State: Duct tape in Anthony Case 'rare'

Prosecution plans to link tape found on Caylee's body to gas can

ORLANDO, Fla. – Duct tape found both on Caylee Anthony's body and a gas can found in the Anthony family home is a rare, industrial fire-resistant tape, according to a court filing Thursday by the Orange-Osceola State Attorney's Office.

And prosecutors said they intend to use the evidence at trial, where they will claim Casey Anthony murdered her daughter and dumped the body -- the rare duct tape still attached to her skull nearly six months later.

Recommended Videos



Investigators believe both the gas can and the body were at one time in the trunk of Casey Anthony's car.

The industrial fire-resistant tape, marketed as "Fire Guard DUCK," was manufactured by Henkel Consumer Adhesives, of Avon, Ohio.

Until it recently sold its duct tape division, Henkel was by far the largest manufacturer of duct tape in the nation, according to its Web site.

And, when Local 6 first revealed the same brand tape was found on Caylee?s body and in the Anthony home, her defense team dismissed that, noting how widely Henkel tape is sold.

But assistant state Attorney Jeff Ashton contacted the Henkel company, now known as ShurTech Brands, and discovered the tape found with the body and on the gas can was actually an extremely rare type of industrial fire resistant tape.

Only 134,719 rolls were sold in 2006 and 2007 in North America, according to the records submitted to the court Thursday.

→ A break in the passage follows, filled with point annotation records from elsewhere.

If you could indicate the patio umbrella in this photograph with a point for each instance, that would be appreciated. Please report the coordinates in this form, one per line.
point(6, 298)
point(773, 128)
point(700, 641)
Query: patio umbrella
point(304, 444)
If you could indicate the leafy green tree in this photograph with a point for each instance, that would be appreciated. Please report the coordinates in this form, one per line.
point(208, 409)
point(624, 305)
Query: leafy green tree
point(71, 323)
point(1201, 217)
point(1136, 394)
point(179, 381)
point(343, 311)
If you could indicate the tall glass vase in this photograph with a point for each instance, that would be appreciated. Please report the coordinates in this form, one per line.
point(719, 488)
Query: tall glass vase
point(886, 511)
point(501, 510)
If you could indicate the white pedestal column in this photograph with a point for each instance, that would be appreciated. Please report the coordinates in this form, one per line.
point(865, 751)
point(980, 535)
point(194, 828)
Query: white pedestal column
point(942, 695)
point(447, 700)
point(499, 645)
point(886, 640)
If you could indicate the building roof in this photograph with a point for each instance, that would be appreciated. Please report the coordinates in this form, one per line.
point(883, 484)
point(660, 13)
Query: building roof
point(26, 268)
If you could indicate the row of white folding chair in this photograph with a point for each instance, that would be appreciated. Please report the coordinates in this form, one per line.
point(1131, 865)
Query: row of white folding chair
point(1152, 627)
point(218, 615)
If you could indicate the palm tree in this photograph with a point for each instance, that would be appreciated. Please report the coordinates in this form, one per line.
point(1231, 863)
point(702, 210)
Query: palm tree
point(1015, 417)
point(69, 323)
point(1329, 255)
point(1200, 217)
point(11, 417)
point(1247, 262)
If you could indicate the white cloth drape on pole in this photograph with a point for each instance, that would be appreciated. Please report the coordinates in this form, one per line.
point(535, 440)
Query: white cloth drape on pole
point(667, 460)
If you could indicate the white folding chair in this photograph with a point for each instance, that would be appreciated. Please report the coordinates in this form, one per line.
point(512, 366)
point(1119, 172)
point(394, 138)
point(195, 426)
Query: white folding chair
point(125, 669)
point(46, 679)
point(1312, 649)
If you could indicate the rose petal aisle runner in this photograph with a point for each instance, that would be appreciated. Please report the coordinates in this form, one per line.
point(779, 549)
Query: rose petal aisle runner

That constitutes less than 0.2 percent of all duct tape sales during those years, based on more than $100 million in duct tape sales reported by the industry in 2002, the last year for which Local 6 was able to obtain data.

The odds of two pieces of randomly discovered duct tape manufactured in 2006 and 2007 being of that same, rare type approach 250,000 to 1. The odds of such a coincidence are much higher, if you factor in all the duct tape in existence, regardless of when it was manufactured, and determine how much duct tape sales have grown since 2002.

One distinction that links both samples of tape, from the body and the gas can, is an imprint on the tape, which the records indicate was added to only those Fire Guard DUCK rolls sold after 2005: Henkel Consumer Adhesives Inc., Avon, OH 44011, MAX. TEMP. 200 [degree character] F.

That specific tape is so rare, it is not even available at Home Depot, but was sold almost entirely at Lowe?s during those years, according to the records.

Local 6 could not find a roll Thursday at a Lowe's in Altamonte Springs.

The FBI Laboratory in Quantico, VA, has already examined the tape samples found with the body and on the gas can and reported in December that they "are comparable to one another in all physical attributes and in the chemical composition of their backing and adhesive components. Therefore, they originated from the same source roll of tape or from rolls of tape manufactured in the same manner."